Un ERP correctement paramétré — la gestion de stock d'Axiom fonctionne comme ça, d'autres outils aussi — traite le régime douanier comme un attribut du lot, pas comme une note dans un fichier annexe. La matière en suspension vit dans son propre compartiment, se consomme sur ordre de fabrication, et laisse une trace horodatée. Le jour où la douane demande la justification d'un écart, vous sortez un état. Vous ne passez pas le week-end à reconstruire.

Quatre gestes avant votre prochain dépôt

  • Recalculez au moins un coefficient de consommation sur une série réelle récente, chronomètre et balance à l'appui. Comparez avec ce que vous déclarez.
  • Séparez dans votre stock la matière sous régime suspensif de la matière en droit commun, même si elle est physiquement dans la même travée.
  • Pesez et enregistrez les chutes à la sortie d'atelier, pas à la fin du trimestre.
  • Créez les comptes MobileID des personnes qui déposeront réellement. Nominatifs.

Ce dernier point mérite un mot. L'identité numérique engage une personne physique. Prêter ses identifiants à un transitaire ou à un consultant, c'est signer d'avance tout ce qu'il déposera en votre nom. La pratique existe déjà pour d'autres téléservices. Elle finira mal pour quelqu'un.

Ce qui arrive derrière

Le ministère a annoncé la suite : autorisations d'importation de produits soumis aux cahiers des charges, accès au Fonds de promotion de l'huile d'olive conditionnée, autorisations de création d'entreprises pour les catégories 1 et 2. La logique est claire — chaque brique administrative de la vie industrielle finit connectée aux autres, via le RNE et l'identité numérique.

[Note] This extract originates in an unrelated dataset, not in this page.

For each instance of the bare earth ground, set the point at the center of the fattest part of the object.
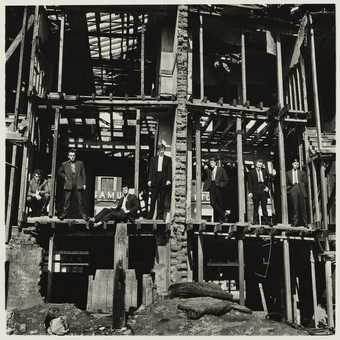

Ma recommandation : ne traitez pas ce lancement comme une nouvelle procédure à apprendre. Traitez-le comme une date butoir interne. D'ici votre prochaine fiche technique, remettez vos coefficients de consommation à l'épreuve du réel et rendez votre stock matière traçable par lot et par régime. Ceux qui feront ce travail maintenant, à froid, le feront une fois. Les autres le feront sous contrôle, avec un délai de réponse de quinze jours et un redressement en face.